Sowohl offline Als auch online: Hass gegen LSBTTIQ ist keine Meinung
Stuttgart, 29. April 2020
PRESSEMITTEILUNG
Das Netzwerk LSBTTIQ Baden-Württemberg zeigt sich zutiefst bestürzt über die von Dr. Metin Cakir, Funktionsoberarzt bei der HELIOS Klinik für Herzchirurgie Karlsruhe, via Twitter verbreitete Aussage, es handle sich bei Homosexualität und Transsexualität um Krankheiten. Das Netzwerk LSBTTIQ Baden-Württemberg fordert eine klare, öffentliche Stellungnahme von der HELIOS Kliniken GmbH sowie eine eindeutige Entschuldigung von Dr. Metin Cakir und regt dazu an, angemessene Qualifizierungsmaßnahmen zur Gleichstellung von LSBTTIQ im Gesundheitswesen voranzubringen.
Bereits am vergangenen Montag, den 27. April 2020, veröffentlichte Dr. Metin Cakir über den Nachrichtendienst Twitter die folgende Aussage: „Bir hekim olarak Eşcinselliğin, transsexuelliğin hastalık olduğunu belirtmek isterim.” Dies kann in etwa mit „Als Arzt möchte ich darauf hinweisen, dass Homosexualität und Transsexualität Krankheiten sind” übersetzt werden.
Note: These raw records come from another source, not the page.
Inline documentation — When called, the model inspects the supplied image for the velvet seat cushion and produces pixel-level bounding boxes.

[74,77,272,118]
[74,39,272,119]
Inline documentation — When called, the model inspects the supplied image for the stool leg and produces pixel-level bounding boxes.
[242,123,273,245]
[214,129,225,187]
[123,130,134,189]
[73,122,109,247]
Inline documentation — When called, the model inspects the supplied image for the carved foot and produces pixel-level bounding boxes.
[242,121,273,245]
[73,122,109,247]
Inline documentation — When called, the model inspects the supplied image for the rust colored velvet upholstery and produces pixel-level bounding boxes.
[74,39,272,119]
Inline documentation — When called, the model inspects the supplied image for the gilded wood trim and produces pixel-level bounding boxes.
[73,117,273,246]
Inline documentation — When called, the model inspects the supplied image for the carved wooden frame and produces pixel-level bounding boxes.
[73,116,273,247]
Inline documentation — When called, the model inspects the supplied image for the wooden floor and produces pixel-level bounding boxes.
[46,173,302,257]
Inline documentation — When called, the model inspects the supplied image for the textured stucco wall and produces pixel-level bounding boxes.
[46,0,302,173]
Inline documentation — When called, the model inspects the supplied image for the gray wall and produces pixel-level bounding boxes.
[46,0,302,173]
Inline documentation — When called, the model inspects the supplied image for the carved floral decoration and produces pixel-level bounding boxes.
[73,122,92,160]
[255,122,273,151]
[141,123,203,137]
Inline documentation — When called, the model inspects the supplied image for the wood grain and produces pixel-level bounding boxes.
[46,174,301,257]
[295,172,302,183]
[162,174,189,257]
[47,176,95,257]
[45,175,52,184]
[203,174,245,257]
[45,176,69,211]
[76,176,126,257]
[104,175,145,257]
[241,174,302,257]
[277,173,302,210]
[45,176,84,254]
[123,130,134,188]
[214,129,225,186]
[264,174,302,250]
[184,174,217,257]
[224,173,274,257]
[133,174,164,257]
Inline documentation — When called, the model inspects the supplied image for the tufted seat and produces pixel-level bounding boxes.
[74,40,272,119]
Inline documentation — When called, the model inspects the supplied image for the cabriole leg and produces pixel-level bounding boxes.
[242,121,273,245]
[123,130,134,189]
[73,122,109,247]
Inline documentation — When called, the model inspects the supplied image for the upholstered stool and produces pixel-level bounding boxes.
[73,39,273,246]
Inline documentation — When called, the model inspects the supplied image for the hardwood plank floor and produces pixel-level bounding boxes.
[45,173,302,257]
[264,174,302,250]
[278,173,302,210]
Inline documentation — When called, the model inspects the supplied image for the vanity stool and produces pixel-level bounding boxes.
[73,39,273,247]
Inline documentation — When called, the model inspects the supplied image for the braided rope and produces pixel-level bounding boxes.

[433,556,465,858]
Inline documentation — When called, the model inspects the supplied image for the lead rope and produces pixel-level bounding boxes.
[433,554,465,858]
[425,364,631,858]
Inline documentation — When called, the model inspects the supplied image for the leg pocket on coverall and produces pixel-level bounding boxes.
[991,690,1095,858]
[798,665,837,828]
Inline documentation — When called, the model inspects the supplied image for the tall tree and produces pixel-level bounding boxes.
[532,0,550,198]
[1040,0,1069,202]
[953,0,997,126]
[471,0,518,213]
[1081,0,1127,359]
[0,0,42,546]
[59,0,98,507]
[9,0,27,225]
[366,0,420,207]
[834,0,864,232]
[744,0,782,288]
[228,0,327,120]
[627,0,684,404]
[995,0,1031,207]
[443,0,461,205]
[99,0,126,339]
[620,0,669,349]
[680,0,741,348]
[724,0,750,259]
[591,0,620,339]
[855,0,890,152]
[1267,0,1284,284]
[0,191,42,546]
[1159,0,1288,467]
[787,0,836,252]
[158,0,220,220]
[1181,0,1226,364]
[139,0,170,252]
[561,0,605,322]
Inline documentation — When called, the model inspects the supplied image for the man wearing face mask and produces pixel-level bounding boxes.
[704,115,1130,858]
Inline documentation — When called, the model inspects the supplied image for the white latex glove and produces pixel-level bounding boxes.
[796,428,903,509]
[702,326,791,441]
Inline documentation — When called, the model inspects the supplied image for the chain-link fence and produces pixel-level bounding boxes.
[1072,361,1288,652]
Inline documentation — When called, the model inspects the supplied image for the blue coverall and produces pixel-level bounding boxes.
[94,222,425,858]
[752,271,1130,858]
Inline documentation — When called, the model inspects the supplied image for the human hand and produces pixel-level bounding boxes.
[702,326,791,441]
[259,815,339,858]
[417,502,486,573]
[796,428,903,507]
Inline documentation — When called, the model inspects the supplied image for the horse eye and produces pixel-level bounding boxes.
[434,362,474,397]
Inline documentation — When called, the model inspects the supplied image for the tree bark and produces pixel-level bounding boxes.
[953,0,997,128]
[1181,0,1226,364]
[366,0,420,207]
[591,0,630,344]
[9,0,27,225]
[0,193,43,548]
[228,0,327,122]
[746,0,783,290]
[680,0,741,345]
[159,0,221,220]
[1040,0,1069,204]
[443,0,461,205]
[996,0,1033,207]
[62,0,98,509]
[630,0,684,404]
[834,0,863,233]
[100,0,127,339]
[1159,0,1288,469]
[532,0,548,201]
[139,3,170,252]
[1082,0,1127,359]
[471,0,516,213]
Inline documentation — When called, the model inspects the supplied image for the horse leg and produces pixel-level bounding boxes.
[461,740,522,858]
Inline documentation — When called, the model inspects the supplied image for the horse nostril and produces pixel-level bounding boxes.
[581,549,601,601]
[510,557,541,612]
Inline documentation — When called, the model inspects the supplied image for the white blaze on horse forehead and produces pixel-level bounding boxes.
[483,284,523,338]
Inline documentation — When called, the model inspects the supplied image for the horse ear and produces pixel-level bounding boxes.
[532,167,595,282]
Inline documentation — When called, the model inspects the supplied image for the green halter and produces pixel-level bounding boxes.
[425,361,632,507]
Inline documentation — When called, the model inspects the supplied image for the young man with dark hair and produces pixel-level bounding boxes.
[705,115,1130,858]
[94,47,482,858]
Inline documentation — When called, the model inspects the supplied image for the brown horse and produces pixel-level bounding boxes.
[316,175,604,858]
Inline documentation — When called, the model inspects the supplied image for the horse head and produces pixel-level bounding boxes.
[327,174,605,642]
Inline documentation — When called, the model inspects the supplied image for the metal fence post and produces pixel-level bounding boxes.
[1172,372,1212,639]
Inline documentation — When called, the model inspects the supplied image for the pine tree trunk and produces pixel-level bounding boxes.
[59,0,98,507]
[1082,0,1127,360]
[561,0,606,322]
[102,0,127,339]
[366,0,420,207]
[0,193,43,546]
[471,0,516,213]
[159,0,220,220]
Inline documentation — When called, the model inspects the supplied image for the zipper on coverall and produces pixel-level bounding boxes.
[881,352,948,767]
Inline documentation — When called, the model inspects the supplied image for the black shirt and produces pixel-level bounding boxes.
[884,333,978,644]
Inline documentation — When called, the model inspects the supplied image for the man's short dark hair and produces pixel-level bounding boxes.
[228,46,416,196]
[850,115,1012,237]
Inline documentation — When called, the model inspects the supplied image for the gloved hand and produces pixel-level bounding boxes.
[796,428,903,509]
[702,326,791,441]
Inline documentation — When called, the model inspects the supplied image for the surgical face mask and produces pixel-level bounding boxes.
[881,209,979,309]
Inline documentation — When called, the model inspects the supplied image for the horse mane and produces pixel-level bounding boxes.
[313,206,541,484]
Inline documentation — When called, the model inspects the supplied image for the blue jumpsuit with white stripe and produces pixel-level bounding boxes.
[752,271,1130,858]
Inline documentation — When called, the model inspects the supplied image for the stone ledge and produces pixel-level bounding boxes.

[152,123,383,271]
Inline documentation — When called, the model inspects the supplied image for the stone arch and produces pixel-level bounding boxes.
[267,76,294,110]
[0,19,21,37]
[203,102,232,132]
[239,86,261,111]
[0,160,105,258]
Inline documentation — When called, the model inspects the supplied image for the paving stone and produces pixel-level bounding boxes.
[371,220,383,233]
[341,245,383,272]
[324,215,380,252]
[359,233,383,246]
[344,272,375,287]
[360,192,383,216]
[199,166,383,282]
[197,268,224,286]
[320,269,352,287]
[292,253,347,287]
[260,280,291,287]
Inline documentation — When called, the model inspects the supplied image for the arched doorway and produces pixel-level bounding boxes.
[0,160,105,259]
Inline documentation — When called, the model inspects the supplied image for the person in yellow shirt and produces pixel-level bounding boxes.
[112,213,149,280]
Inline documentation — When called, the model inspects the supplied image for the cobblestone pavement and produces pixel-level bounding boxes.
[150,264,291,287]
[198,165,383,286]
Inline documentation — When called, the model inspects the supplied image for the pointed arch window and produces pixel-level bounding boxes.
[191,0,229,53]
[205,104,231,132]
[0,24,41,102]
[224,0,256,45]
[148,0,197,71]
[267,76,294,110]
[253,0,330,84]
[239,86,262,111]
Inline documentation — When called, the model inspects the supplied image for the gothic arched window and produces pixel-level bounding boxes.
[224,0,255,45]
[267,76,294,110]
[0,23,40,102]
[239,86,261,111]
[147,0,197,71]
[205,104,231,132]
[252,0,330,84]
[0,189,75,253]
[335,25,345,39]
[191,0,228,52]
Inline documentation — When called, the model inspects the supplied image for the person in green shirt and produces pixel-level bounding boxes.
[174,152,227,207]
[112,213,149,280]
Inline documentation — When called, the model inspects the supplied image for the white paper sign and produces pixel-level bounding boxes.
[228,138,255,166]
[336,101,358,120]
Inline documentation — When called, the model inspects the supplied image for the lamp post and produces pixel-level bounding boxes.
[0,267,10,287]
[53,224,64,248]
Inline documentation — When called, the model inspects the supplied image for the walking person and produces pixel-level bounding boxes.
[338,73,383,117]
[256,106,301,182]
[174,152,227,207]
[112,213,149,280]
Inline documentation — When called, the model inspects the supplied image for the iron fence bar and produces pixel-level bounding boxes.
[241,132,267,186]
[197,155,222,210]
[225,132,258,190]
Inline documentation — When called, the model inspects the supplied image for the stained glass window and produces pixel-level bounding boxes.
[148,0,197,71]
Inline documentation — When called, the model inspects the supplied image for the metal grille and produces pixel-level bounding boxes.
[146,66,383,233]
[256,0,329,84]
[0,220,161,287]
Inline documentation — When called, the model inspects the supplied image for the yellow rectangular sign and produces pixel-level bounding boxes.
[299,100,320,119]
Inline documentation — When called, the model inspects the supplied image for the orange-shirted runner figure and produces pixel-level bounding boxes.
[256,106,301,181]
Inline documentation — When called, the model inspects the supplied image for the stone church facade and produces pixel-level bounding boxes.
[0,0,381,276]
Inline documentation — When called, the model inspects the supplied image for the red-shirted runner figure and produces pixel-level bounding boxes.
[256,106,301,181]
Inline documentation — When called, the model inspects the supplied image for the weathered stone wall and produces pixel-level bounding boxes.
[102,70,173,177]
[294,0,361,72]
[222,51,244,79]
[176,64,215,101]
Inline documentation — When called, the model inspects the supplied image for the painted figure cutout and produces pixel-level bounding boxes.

Offenbar in wenigen Stunden wurde dieser Beitrag nicht nur mehr als 58.000 Mal mit einem Like versehen, sondern darüber hinaus auch fast 7.000 Mal geteilt. Mittlerweile wurde der Tweet dank deutlicher Kritik seitens zahlreicher Follower_innen auf Twitter gelöscht.
Bereits im Jahr 1990 hat die Weltgesundheitsorganisation (WHO) Homosexualität aus der Liste von Krankheiten, der International Classification of Diseases (ICD), entfernt. Auch Transsexualität und Transgender sollen künftig in der neuen ICD, die ab spätestens 2022 in Kraft treten wird, nicht mehr als psychische Störungen aufgeführt werden. Ferner machten zahlreiche Politiker_innen, Expert_innen und Vertreter_innen von LSBTTIQ-Organisationen im Zusammenhang mit einem gesetzlich geplanten Verbot sogenannter „Konversionstherapien” in Deutschland klar, dass LSBTTIQ nicht geheilt werden müssen – weil es sich hierbei eben nicht um Krankheiten handle.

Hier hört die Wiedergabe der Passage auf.